The writing on the wall

This is about two curiously intertwined examples of the inability of Pell’s Neocatechumenates to connect with the community upon which they have been imposed.

The interior of St Vincent’s church has for decades been consciously maintained as a stark reminder of its community’s connectedness with the poor and the displaced – bare floorboards, peeling paint, devoid of the customary statues and adornments. Anything on the largely empty walls is there for a reason, with its own story.

There used to be, carefully penned in large copperplate script on the wall behind the altar, part of {rdlc sign of the cross} a poem by Jim Considine, that struck a resonant chord with the community:

crucified on every city sidewalk
the aboriginal Christ should be free
in his own church
among his own people
in Redfern.

When people turned up for Mass on the last Sunday of February, it had been scrubbed off without notice, having been deemed inappropriate by the Neocats. Over Easter the words appeared written in chalk on the outside of the church in Redfern Street.

It was removed again during the week, and reappeared briefly tonight, accompanied by the message "FEED….. FEED….. FOOD…." – prompted by the latest Neocat attack on "Sharing the Meal" and inspired by the coming Sunday’s "feed my lambs" Gospel reading.

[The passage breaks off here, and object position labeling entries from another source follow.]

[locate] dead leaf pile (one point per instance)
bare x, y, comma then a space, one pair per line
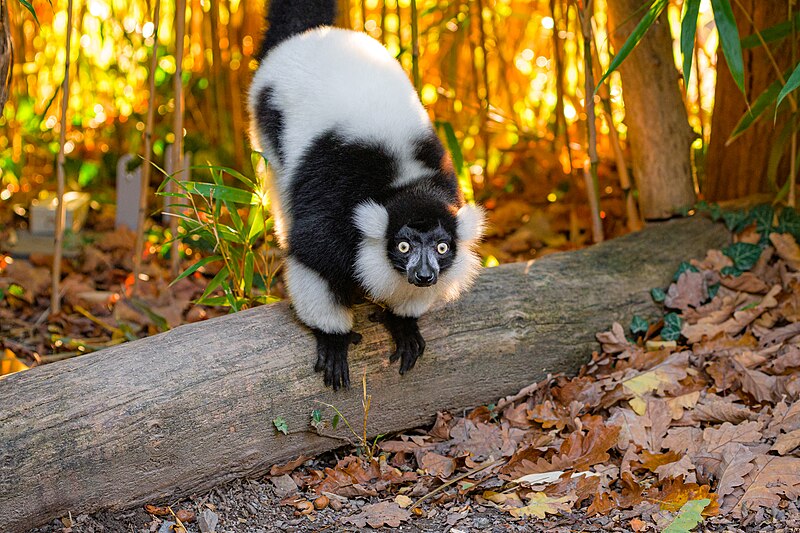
692, 415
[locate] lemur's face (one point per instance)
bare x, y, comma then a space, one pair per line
422, 255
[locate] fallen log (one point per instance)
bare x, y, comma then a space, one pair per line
182, 411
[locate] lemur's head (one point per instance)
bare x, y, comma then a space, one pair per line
420, 238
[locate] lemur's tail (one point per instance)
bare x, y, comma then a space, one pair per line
290, 17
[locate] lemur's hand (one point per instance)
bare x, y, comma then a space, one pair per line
408, 340
332, 357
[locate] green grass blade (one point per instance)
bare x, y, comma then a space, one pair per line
688, 30
791, 84
647, 21
729, 40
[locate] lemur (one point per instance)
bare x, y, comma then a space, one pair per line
365, 198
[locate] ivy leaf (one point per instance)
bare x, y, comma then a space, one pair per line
743, 254
658, 295
763, 215
712, 291
789, 222
684, 267
688, 517
281, 425
672, 327
638, 326
730, 271
736, 221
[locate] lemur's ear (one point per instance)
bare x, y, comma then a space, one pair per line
471, 222
371, 219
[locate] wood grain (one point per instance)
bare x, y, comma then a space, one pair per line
180, 412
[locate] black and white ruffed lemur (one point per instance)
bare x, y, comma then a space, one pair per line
364, 195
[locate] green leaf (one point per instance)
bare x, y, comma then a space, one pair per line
658, 295
684, 267
791, 84
764, 100
730, 271
773, 33
789, 222
27, 5
763, 215
199, 264
639, 326
281, 425
743, 254
713, 290
672, 327
689, 516
249, 259
688, 30
647, 21
736, 221
729, 40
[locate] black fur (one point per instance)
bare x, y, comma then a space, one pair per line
409, 344
290, 17
271, 120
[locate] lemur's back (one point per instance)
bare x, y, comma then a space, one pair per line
334, 79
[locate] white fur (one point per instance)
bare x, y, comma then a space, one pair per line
371, 219
330, 78
313, 301
385, 285
471, 221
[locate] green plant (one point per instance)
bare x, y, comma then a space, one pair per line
234, 225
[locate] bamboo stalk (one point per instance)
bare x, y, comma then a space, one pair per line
561, 121
55, 289
590, 169
632, 219
177, 126
414, 45
147, 166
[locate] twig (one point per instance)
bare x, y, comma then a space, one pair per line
55, 292
177, 127
456, 479
138, 249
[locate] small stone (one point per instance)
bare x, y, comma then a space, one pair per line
284, 485
207, 521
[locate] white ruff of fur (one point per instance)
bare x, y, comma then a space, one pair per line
340, 80
385, 285
313, 301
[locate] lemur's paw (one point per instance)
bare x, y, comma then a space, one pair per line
332, 357
408, 340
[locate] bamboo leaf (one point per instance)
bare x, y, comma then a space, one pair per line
791, 84
688, 30
647, 21
192, 269
729, 40
764, 100
773, 33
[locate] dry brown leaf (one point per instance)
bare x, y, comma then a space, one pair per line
438, 465
379, 514
787, 248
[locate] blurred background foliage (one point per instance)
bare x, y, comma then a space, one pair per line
502, 78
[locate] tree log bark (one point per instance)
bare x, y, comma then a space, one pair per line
182, 411
740, 169
658, 127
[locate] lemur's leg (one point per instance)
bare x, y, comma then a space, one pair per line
407, 338
332, 323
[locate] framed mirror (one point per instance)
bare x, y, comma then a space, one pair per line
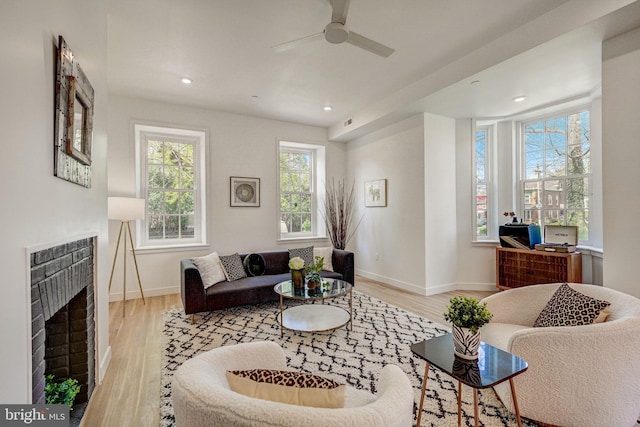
79, 123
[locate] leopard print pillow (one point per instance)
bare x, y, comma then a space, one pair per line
568, 307
233, 267
296, 388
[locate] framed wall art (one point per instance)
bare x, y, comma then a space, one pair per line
244, 192
73, 124
375, 193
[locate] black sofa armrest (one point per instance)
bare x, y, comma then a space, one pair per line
343, 263
192, 291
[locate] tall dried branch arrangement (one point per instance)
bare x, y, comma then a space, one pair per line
338, 213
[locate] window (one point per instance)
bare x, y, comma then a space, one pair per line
171, 180
557, 171
481, 176
301, 168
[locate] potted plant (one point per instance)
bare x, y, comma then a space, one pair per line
63, 392
467, 315
296, 267
314, 280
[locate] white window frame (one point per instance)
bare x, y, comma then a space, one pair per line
522, 160
318, 178
143, 132
489, 180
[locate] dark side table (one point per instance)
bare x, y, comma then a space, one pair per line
492, 367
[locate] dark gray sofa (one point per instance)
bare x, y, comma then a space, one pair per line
250, 290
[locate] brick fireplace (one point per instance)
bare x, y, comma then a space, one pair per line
62, 317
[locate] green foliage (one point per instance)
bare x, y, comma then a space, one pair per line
467, 312
63, 392
295, 190
171, 204
313, 271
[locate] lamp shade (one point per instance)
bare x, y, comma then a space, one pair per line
125, 208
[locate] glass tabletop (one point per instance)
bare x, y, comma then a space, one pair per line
330, 288
492, 367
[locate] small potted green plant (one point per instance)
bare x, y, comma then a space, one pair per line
296, 266
61, 392
467, 316
314, 279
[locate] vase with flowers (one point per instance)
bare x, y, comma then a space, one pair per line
296, 267
467, 315
314, 279
514, 218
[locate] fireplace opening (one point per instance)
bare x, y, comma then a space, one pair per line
62, 320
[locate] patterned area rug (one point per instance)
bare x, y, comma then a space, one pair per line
381, 334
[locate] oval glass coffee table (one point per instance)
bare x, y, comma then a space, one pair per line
315, 317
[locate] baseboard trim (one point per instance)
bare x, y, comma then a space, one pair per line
410, 287
135, 294
104, 365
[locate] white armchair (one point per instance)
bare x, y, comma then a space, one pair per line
578, 375
201, 394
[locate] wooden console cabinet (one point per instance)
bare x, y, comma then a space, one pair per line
521, 267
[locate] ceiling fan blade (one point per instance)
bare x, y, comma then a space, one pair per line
370, 45
298, 42
340, 10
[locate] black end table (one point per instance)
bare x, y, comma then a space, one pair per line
492, 367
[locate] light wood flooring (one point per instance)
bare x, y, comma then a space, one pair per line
130, 391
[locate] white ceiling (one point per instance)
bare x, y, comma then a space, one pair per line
548, 50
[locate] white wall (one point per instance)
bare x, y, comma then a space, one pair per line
621, 151
441, 255
389, 243
38, 208
238, 146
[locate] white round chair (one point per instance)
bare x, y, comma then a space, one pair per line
578, 376
202, 397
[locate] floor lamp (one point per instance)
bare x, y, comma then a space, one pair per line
125, 209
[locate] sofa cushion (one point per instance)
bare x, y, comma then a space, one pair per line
499, 334
254, 264
290, 387
305, 253
233, 267
325, 253
568, 307
210, 268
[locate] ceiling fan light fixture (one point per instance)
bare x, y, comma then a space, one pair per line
336, 33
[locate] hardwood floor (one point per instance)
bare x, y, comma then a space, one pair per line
130, 392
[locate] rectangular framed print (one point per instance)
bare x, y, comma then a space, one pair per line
244, 192
375, 193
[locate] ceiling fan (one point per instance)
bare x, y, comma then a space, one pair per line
336, 32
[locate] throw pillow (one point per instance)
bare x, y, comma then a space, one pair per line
210, 269
305, 253
568, 307
325, 253
233, 267
294, 388
254, 264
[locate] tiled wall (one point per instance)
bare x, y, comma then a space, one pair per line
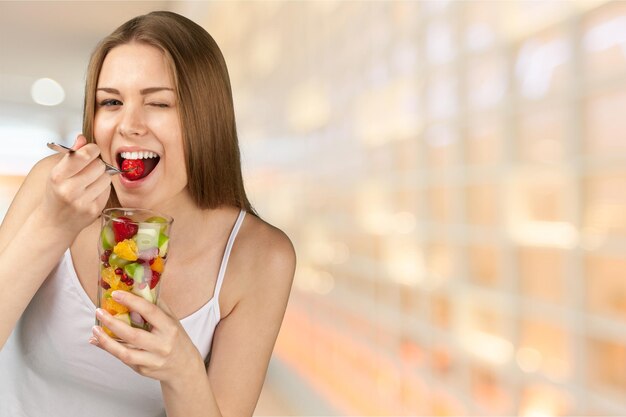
451, 175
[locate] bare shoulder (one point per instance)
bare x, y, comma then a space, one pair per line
266, 258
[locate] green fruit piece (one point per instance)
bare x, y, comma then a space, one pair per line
135, 271
125, 317
107, 237
147, 236
144, 292
158, 219
117, 262
164, 241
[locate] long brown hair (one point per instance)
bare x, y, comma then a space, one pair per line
205, 103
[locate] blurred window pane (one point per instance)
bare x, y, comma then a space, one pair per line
542, 273
604, 41
483, 204
606, 286
542, 135
484, 265
542, 65
604, 210
606, 364
486, 82
551, 342
605, 123
484, 141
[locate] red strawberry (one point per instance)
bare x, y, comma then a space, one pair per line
135, 168
123, 228
155, 279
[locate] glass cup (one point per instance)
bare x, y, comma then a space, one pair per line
133, 247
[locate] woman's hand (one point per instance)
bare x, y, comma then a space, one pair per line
78, 188
166, 353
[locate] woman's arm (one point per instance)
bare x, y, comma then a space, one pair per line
59, 197
242, 343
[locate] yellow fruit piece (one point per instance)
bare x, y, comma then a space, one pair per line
126, 249
109, 276
157, 265
113, 307
109, 332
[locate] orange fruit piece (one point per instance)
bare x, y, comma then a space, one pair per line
126, 249
157, 265
112, 306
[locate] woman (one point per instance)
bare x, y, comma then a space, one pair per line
158, 89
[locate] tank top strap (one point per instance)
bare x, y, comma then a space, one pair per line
229, 247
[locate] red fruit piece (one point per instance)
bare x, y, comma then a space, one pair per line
123, 228
135, 168
155, 279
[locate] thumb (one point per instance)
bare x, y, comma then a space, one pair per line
80, 141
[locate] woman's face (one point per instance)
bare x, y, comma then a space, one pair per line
137, 125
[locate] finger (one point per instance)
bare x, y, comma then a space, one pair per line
129, 356
166, 309
150, 312
136, 337
75, 162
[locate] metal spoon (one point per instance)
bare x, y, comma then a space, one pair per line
110, 169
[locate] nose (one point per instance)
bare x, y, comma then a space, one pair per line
132, 122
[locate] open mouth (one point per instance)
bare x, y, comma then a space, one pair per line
137, 164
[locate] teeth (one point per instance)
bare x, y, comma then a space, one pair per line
139, 155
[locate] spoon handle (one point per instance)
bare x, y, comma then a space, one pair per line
57, 147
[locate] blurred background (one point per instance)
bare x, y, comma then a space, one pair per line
451, 173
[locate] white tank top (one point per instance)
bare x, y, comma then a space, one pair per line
48, 368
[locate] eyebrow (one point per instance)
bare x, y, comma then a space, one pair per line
144, 91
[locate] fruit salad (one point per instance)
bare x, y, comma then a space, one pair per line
133, 249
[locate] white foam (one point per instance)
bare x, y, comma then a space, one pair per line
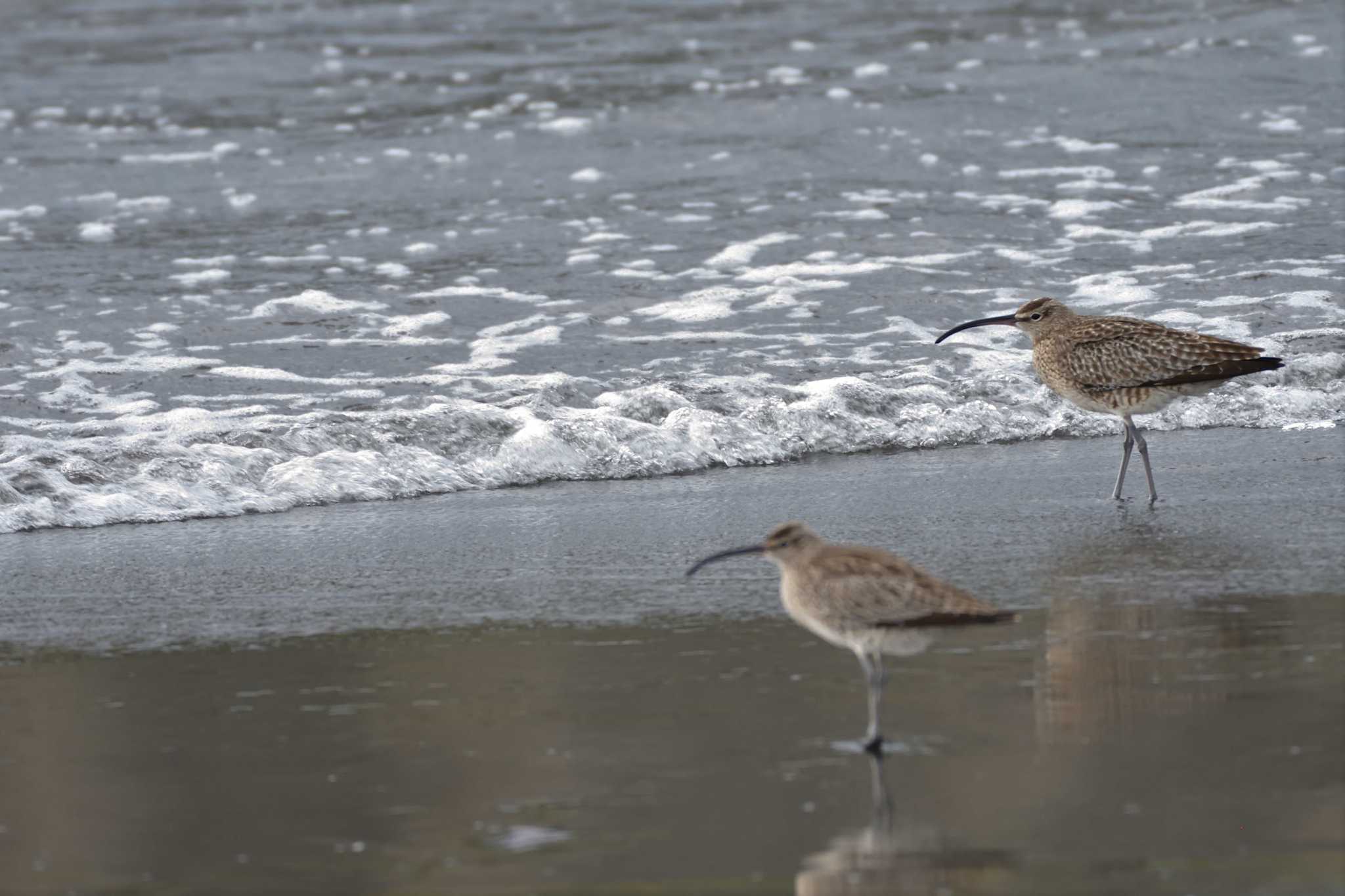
214, 154
202, 277
489, 292
741, 254
97, 232
1088, 172
315, 301
144, 203
1079, 209
567, 125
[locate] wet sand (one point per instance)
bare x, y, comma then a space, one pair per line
517, 692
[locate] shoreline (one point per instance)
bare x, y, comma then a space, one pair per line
990, 517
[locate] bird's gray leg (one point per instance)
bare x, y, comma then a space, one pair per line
881, 819
872, 664
1125, 458
1143, 456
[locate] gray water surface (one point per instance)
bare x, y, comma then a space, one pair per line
261, 255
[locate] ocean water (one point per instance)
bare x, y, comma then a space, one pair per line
272, 254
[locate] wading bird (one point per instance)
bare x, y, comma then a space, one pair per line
1125, 366
864, 599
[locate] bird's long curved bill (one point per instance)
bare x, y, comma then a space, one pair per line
984, 322
722, 555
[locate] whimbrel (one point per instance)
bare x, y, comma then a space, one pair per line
1125, 366
864, 599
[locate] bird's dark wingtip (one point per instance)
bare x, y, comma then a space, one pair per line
933, 620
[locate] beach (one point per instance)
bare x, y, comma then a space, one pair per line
517, 691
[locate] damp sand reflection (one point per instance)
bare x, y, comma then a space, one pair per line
689, 758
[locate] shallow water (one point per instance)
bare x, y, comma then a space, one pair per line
1097, 746
261, 255
550, 707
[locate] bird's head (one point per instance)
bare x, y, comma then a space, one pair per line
1036, 319
786, 543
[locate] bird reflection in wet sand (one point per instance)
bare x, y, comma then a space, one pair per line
864, 599
894, 856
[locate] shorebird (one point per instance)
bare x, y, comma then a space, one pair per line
1125, 366
864, 599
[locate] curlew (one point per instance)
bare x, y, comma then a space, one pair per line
864, 599
1125, 366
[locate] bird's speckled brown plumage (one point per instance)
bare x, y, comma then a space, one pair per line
1129, 366
864, 599
1125, 366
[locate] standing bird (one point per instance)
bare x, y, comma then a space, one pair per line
862, 599
1125, 366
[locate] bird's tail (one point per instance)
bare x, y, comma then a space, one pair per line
1222, 371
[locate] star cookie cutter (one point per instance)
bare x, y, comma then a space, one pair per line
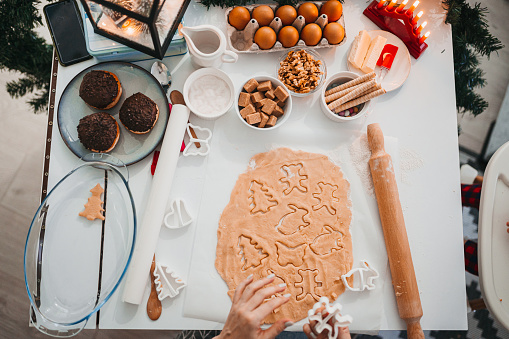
178, 216
168, 283
203, 136
366, 276
331, 312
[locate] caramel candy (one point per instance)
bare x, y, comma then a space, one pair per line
265, 118
272, 122
249, 109
254, 118
251, 85
281, 94
270, 94
244, 99
278, 111
264, 86
268, 106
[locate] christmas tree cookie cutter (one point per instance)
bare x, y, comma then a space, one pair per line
366, 275
168, 283
178, 215
331, 312
202, 138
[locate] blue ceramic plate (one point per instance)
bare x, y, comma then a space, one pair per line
131, 147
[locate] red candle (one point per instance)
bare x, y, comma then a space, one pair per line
391, 5
416, 18
419, 29
421, 40
380, 4
400, 7
410, 11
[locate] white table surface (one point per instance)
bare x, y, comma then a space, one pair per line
421, 114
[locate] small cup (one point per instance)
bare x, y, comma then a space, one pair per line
338, 79
287, 109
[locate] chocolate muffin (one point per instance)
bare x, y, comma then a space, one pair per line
138, 113
98, 132
100, 89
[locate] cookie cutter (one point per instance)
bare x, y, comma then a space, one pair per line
205, 135
168, 283
331, 312
178, 216
366, 276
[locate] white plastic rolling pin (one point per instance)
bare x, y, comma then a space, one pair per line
148, 233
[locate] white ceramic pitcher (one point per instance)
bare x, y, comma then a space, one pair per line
207, 46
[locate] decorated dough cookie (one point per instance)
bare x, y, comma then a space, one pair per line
289, 214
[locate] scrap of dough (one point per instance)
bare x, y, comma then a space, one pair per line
303, 252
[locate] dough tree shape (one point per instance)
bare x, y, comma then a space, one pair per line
252, 254
290, 255
308, 284
294, 178
326, 197
293, 221
325, 243
261, 199
93, 208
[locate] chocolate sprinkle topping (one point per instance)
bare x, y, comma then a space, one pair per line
99, 89
97, 131
138, 113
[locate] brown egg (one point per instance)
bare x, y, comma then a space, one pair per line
263, 14
311, 34
334, 33
309, 11
265, 37
239, 17
288, 36
287, 14
333, 9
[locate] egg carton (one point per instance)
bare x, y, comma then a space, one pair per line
243, 41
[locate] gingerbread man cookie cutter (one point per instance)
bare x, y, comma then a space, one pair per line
203, 136
168, 283
178, 215
331, 312
366, 276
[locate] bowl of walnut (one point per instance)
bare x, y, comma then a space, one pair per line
263, 103
301, 70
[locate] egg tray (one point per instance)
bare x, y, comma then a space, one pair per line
243, 41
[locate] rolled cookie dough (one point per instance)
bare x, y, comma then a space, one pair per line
289, 214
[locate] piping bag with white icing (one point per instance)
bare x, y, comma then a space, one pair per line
148, 233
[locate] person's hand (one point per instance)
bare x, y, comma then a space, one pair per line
248, 310
309, 329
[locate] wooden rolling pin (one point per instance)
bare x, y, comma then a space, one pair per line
396, 240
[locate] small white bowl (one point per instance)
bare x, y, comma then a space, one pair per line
287, 109
341, 78
196, 108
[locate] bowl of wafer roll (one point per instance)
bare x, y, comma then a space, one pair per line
347, 96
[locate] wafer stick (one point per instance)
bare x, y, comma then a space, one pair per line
352, 95
360, 100
351, 83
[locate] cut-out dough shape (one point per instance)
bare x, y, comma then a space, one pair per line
293, 221
327, 242
93, 208
332, 312
326, 197
290, 255
203, 136
261, 199
178, 215
252, 254
365, 274
294, 178
308, 284
168, 283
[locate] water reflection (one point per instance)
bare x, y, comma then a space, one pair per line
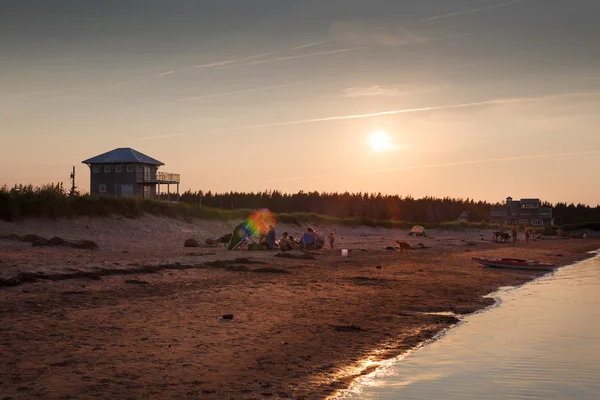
543, 342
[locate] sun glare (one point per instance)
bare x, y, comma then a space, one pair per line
380, 141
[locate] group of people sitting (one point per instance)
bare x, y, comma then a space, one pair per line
502, 235
310, 239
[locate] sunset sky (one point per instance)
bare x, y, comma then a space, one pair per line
467, 98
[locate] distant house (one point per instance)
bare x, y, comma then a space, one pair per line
524, 211
127, 172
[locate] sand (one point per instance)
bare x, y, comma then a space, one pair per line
142, 317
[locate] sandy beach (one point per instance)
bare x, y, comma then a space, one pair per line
142, 316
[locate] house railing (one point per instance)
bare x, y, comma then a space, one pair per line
167, 177
161, 177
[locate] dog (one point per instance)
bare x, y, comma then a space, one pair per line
403, 246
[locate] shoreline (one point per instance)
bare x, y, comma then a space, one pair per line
302, 329
495, 295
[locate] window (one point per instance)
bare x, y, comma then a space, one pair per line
127, 190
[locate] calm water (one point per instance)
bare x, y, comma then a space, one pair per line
542, 342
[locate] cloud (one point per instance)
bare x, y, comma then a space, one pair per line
471, 11
448, 164
310, 44
411, 110
361, 33
371, 91
258, 89
165, 136
278, 59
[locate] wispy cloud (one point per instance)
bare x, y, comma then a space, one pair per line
448, 164
279, 59
472, 10
371, 91
411, 110
258, 89
165, 136
310, 44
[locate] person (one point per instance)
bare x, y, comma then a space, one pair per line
271, 237
309, 239
286, 242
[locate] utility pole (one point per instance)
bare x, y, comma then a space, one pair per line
72, 194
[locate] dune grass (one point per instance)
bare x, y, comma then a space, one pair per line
52, 201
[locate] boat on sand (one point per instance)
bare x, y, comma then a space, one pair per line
514, 263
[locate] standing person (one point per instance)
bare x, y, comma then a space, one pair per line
271, 237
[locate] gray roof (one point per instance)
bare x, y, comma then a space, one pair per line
122, 155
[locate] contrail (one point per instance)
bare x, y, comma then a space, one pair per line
270, 60
165, 136
449, 164
409, 110
201, 66
221, 63
472, 10
258, 89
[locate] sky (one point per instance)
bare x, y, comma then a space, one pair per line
480, 99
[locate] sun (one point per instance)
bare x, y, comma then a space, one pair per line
380, 141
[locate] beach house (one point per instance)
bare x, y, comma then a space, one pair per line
524, 211
127, 172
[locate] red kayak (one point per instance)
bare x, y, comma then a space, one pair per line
514, 263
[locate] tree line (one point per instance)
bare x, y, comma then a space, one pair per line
375, 206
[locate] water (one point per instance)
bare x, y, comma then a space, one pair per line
542, 342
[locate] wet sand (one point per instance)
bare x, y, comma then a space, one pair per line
142, 316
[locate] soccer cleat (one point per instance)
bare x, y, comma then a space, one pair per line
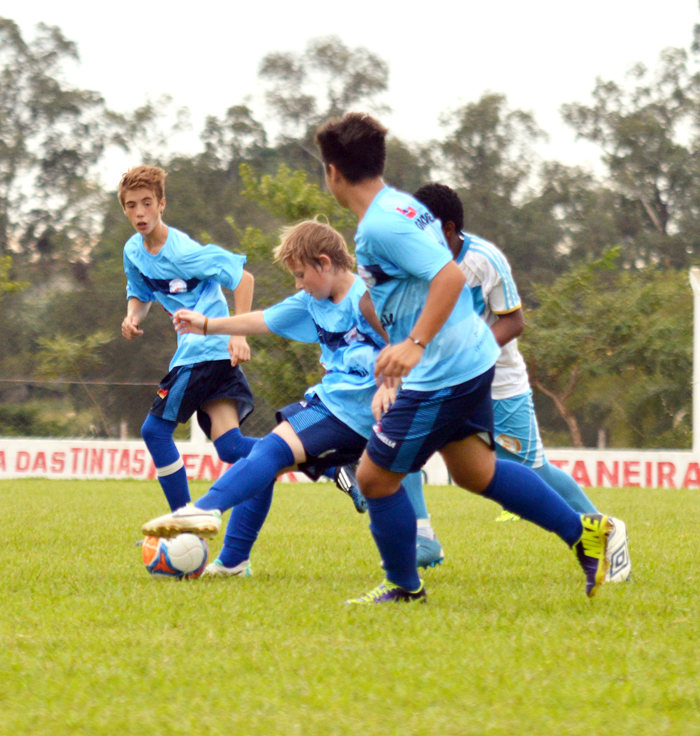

(The writing on the wall continues to be removed and replaced, C.M. 12 January 2005)

"Sharing the Meal" is a community initiative where a group of hard-working folk open the church at lunch time, every Tuesday and Friday, to anyone who needs a feed or a listening ear. It has been actively discouraged by the Neocat priests – for example:

  • Access to the church has been made increasingly difficult by regular lock changes.
  • At Fr G’s insistence, a freezer and other items had to be removed on Palm Sunday from the sacristy, which has always been used to store food and equipment for the meals.
  • When the old St Vincent’s urn finally died, there was no support from Fr G or the Archdiocese for a replacement (apparently because of the community’s decision to deny the parish priest conventional financial support). Now that a generous donor has provided a new urn, an extra power outlet has been requested.
  • They have stated on more than one occasion that such community activities are a waste of time, something that "any atheist" might do, and that all the needy require is to "know that Jesus loves them".

Today Fr G declared – "This shouldn’t be happening in the church; it should be in a hall."